In topological graph theory, the Wilson operations are a group of six transformations on graph embeddings. They are generated by two involutions on embeddings, surface duality and Petrie duality, and have the group structure of the symmetric group on three elements. They are named for Stephen E. Wilson, who published them for regular maps in 1979;^[1] they were extended to all cellular graph embeddings (embeddings all of whose faces are topological disks) by Lins (1982).^[2]

The operations are: identity, duality, Petrie duality, Petrie dual of dual, dual of Petrie dual, and dual of Petrie dual of dual or equivalently Petrie dual of dual of Petrie dual. Together they constitute the group S3.

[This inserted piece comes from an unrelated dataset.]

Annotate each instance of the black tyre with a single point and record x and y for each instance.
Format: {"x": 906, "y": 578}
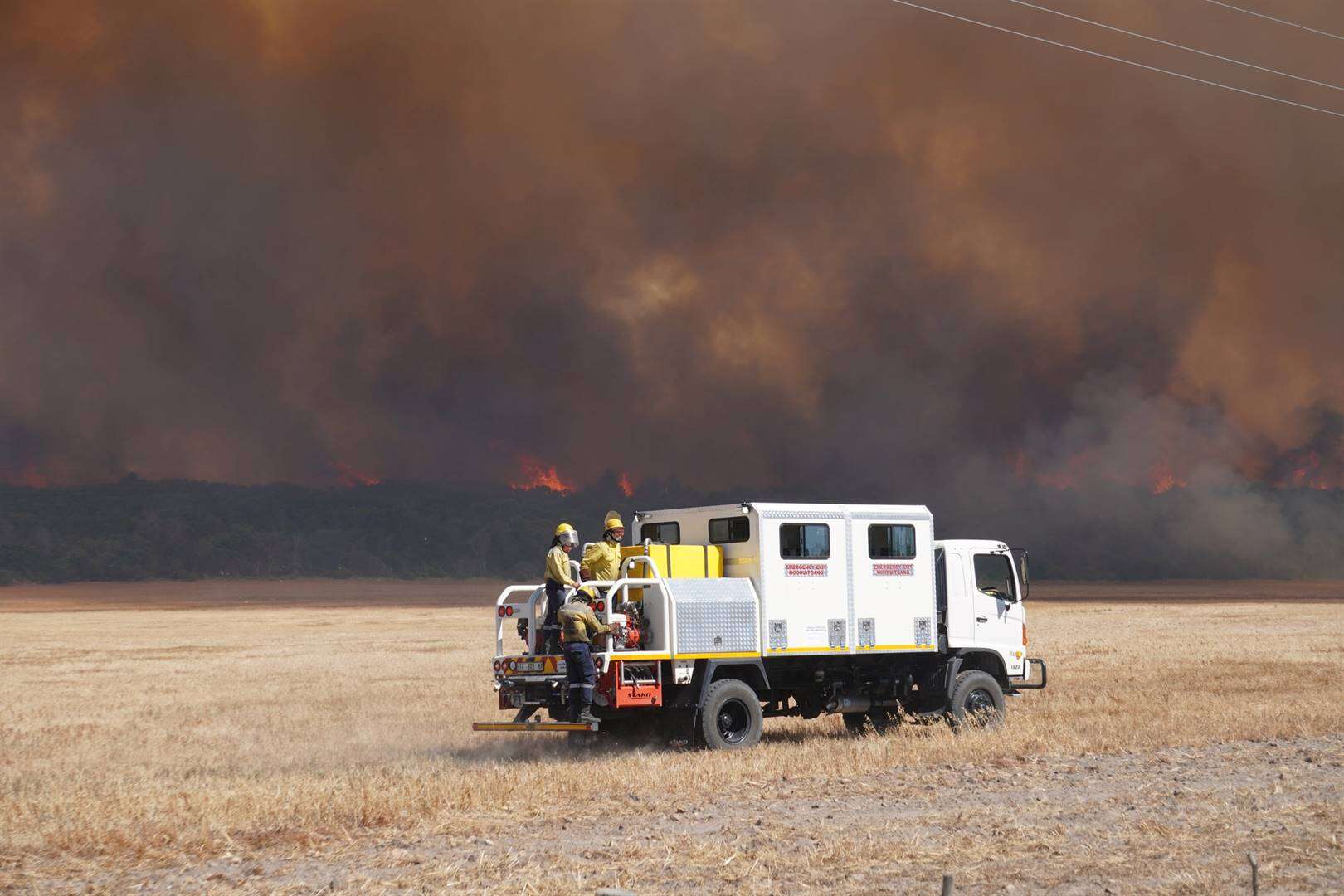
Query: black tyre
{"x": 730, "y": 716}
{"x": 977, "y": 702}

These operations are characterized algebraically as the only outer automorphisms of certain group-theoretic representations of embedded graphs.^[3] Via their action on dessins d'enfants, they can be used to study the absolute Galois group of the rational numbers.^[4]

One can also define corresponding operations on the edges of an embedded graph, the partial dual and partial Petrie dual, such that performing the same operation on all edges simultaneously is equivalent to taking the surface dual or Petrie dual. These operations generate a larger group, the ribbon group, acting on the embedded graphs. As an abstract group, it is isomorphic to ${\displaystyle S_{3}^{m}}$, the ${\displaystyle m}$-fold product of copies of the three-element symmetric group.^[5]